There will be no doubt to any objective viewer that AAP’s trip punctured the well-crafted balloon of Gujarat’s development image. To many Gujaratis like me, this was not such a big breaking news. But strangely, the media that is supposed to report realities in an objective manner, should have been happy reporting this significant development. Arvind Kejriwal’s hour long speech in Ahmedabad at a hugely attended meeting should have been reported extensively in the media. Strangely, large parts of the mainstream media (both print and electronic) almost blacked this out.
This no doubt reflected poorly on the media that has been accepting the claims of Modi and BJP as gospel truths, since an independent media should have exposed the reality of these claims on its own through trips like the one AAP members did. The speech in Ahmedabad on March 8, 2014 was a good opportunity for the media to correct their own failure. In stead of using that opportunity, by not reporting or under reporting or mis-reporting, the media has further discredited itself.
It reminds one of an episode in Gujarat not long ago. “One morning some years ago, Gujarat’s residents found a newspaper on their doorsteps. They hadn’t subscribed to it, and it carried a vaguely familiar masthead. It was called Gujarat Satya Samachar, to make it resemble the state’s largest circulated newspaper, Gujarat Samachar. It was produced by Gujarat’s information department (a portfolio held by chief minister Narendra Modi) and contained reports of the state government’s achievements”, wrote former Divya Bhaskar (Gujarati edition of paper from Bhaskar group) editor Aakar Patel in his column in Mint on March 1, 2014.
The reason Gujarat government resorted to Gujarat Satya Samachar was “belief was that the local media was either suppressing stories about government successes or was critical of Modi to the point of antagonism”. The Gujarat Satya Samachar did not run much beyond a couple of issues, since Gujarati media quickly fell in line, the way government wanted. In fact, this episode should not give a misleading picture that Gujarati media was depicting the reality of Gujarat’s development before the government resorted to Gujarat Satya Samachar. Far from it.
While traveling through various parts of Gujarat, I have seen frustration of the aam Gujarati about the way the state is ruled over the last decade and more.

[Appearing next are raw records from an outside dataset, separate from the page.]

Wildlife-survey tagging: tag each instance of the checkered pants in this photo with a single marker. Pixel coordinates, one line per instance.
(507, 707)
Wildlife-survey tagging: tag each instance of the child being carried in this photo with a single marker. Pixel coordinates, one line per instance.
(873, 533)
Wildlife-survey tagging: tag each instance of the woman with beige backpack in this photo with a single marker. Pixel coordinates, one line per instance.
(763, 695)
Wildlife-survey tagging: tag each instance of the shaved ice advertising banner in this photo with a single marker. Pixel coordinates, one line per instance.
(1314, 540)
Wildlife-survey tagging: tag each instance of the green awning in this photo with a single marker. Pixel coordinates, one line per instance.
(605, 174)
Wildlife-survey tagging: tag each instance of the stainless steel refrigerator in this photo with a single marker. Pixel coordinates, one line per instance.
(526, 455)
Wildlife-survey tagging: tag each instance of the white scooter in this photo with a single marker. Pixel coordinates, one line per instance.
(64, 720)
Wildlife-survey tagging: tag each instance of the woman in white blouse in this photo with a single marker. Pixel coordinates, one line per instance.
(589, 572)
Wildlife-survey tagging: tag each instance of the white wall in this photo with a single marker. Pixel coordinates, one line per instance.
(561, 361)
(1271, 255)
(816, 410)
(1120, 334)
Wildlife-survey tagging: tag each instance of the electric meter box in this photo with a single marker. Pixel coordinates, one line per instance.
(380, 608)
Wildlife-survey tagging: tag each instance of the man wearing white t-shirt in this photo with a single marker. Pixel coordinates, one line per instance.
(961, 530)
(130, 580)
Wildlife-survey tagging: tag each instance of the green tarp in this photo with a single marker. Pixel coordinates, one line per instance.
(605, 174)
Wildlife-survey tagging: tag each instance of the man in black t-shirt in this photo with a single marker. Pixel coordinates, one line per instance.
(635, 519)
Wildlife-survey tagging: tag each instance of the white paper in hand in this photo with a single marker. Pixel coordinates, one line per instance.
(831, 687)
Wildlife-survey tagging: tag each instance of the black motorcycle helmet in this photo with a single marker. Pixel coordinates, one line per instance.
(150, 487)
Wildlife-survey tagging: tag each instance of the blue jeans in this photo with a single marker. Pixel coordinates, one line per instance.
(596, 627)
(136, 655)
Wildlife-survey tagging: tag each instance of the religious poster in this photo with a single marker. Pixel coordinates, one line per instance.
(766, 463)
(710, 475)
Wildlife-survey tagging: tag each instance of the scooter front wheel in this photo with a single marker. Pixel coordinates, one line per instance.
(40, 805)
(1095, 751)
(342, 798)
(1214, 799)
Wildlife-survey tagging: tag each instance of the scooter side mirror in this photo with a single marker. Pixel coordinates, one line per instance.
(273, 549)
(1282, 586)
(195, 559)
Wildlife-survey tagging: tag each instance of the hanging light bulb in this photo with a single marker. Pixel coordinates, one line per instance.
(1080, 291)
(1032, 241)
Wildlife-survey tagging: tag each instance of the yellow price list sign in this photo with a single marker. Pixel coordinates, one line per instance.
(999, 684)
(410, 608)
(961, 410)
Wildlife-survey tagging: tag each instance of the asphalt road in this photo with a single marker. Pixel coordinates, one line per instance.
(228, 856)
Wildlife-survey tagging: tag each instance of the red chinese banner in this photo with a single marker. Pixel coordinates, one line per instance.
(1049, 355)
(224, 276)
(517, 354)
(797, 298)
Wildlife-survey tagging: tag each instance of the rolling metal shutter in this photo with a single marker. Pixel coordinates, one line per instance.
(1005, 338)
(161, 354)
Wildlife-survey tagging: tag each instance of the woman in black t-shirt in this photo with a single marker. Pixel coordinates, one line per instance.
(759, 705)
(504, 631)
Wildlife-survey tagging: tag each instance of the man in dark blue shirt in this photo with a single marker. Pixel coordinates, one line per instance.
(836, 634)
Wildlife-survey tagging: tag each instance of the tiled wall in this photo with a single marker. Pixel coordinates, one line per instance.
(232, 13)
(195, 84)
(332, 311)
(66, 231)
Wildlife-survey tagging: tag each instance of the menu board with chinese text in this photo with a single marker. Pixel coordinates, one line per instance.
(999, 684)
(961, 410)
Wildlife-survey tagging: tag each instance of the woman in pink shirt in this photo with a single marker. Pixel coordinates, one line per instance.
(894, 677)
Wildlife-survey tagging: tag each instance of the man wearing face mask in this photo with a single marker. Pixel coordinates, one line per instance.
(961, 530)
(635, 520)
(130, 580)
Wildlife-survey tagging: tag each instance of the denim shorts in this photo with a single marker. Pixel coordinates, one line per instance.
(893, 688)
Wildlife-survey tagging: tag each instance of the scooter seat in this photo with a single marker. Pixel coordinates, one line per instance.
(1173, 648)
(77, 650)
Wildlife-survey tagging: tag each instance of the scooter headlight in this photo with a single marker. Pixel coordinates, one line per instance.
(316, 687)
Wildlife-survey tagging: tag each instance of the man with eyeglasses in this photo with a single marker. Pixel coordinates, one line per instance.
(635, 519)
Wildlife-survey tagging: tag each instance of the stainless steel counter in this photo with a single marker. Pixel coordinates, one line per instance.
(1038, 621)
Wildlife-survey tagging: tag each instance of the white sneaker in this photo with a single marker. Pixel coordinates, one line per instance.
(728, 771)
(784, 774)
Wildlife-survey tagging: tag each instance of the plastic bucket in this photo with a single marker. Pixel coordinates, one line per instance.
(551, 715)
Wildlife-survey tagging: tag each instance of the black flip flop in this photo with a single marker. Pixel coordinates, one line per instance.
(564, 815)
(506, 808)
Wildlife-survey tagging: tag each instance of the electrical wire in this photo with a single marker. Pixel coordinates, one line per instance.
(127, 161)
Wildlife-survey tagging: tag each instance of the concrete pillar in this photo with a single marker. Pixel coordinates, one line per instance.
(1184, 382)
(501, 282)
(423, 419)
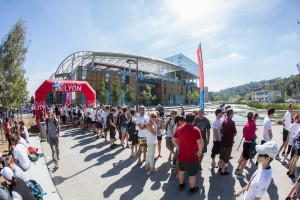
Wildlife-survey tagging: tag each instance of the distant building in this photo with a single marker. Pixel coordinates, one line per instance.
(265, 95)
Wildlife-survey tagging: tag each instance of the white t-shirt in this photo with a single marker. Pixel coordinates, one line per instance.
(26, 134)
(20, 153)
(292, 130)
(23, 142)
(217, 125)
(287, 120)
(104, 117)
(260, 182)
(266, 127)
(142, 120)
(171, 128)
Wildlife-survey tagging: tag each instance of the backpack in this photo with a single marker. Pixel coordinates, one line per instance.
(33, 157)
(131, 127)
(36, 189)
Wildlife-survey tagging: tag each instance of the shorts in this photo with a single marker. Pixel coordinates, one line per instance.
(204, 150)
(142, 141)
(169, 143)
(134, 138)
(246, 150)
(99, 125)
(191, 168)
(284, 135)
(225, 154)
(216, 149)
(123, 129)
(112, 133)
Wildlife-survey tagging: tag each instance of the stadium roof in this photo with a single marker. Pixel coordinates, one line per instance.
(103, 60)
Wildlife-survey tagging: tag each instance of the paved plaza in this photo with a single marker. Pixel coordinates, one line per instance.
(89, 169)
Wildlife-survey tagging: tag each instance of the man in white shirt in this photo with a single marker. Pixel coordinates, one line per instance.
(262, 177)
(286, 122)
(20, 153)
(141, 124)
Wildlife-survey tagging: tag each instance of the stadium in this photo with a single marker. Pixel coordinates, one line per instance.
(170, 79)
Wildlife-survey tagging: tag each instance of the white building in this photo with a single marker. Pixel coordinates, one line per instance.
(265, 95)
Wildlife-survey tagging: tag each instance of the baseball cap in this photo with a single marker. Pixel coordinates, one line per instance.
(218, 111)
(270, 148)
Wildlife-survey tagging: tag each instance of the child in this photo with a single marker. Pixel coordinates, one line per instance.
(292, 131)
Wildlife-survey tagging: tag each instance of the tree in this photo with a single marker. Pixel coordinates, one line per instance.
(101, 92)
(130, 95)
(13, 84)
(147, 94)
(116, 91)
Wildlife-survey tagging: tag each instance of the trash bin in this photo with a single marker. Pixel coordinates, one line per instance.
(43, 134)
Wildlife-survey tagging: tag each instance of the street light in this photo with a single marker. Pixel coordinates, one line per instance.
(136, 62)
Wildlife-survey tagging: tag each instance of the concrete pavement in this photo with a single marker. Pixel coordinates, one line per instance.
(89, 169)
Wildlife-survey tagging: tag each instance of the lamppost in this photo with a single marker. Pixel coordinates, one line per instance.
(136, 62)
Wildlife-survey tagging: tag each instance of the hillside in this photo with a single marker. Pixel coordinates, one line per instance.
(289, 87)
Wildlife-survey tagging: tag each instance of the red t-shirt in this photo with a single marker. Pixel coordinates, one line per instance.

Repeatedly, common people on the street have told me, during my numerous trip in the state, about corruption, break down of the regular basic facilities like schooling (everyone seems to have to go for tuitions and tuition classes, “then what are the schools for?” as one frustrated autorikshaw wala told me) or electricity or water and pro-big-industries bias of the state establishment. Intellectuals and independent observers have talked about the huge gap between claims of the Gujarat government and reality for long.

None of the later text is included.